Gece çökmüş...
Yalan veya gerçek eylence mekanda sonlanmak üzere...
Birer ikişer insanlar ya evlerine gidiyor ya başka yalan gerçek eylenceye...
Ben ve bir kaç kişi oturuyoruz kırmızı koltukta...
Yeni yaşıma girmişim...
Yaş mı bana girdi ben mi yaşa göreceğiz... hayırlısıyla...
Bütün gece boyunca saklanan duygular artık saklanamıyor...
Hayatın ortasında, baharında, ortanın sonunda kadınlar...
Konuşmadan yürekler dinleniyor... Kadehler tokuşturulurken sessizce akıyor yaşlar...

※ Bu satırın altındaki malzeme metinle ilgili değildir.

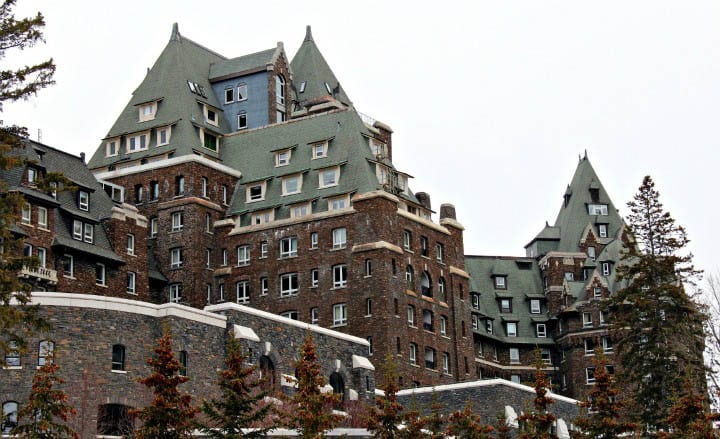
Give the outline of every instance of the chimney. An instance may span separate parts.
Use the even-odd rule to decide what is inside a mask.
[[[427,192],[417,192],[415,194],[415,198],[418,199],[422,207],[427,210],[432,210],[432,208],[430,207],[430,194],[428,194]]]
[[[449,203],[440,205],[440,219],[457,219],[455,217],[455,206]]]
[[[82,160],[82,162],[85,163],[85,153],[84,152],[80,153],[80,160]]]
[[[339,85],[340,84],[338,84],[338,86]],[[380,122],[379,120],[375,121],[373,127],[377,128],[377,130],[380,131],[380,140],[385,142],[385,145],[387,145],[387,157],[388,160],[392,161],[392,128]]]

Hayata, yaşananlara, özlemlere, ana, işe, sağlığa... her neyse ona akıyor...
Duygular karışık...
Kaybedilenler ve kaybetme korkusu havada...
Tütün ciğerlere doluyor ama rahatlatmıyor...
Geleceği kurgulatıyor...
Birden bir anı beliriyor...
Denizden esen meltemin ürpertisinde gecede yürüyen bir kız ve erkek...
Hayat gayeleri yok...
Gece güzel geçmiş...
Geçmeyede devam edecek...
Yarında...
Derslermiş, ailelermiş, paraymış, taksitlermiş, sağlıkmış, ölümlermiş...
Dertleri değil...
Tatmamışlar büyük kayıplar, acılar...
Dünya ucundan umurlarında...
Ne güzel bir an...
Herşeyin pembe geldiği, sadece anın yaşandığı, küçük dertlerin dert sayıldığı...
Hayat ne güzeldi o zamanlarda...
Uyusam uyansam öyle olsam yine...
Gezsek, eylensek, gülsek, sevişsek, herşey herkes sağlıklı olsa, kaybetmeyi, ölümü tatmamış olsak, hala bir tarafı melek, küçük taze...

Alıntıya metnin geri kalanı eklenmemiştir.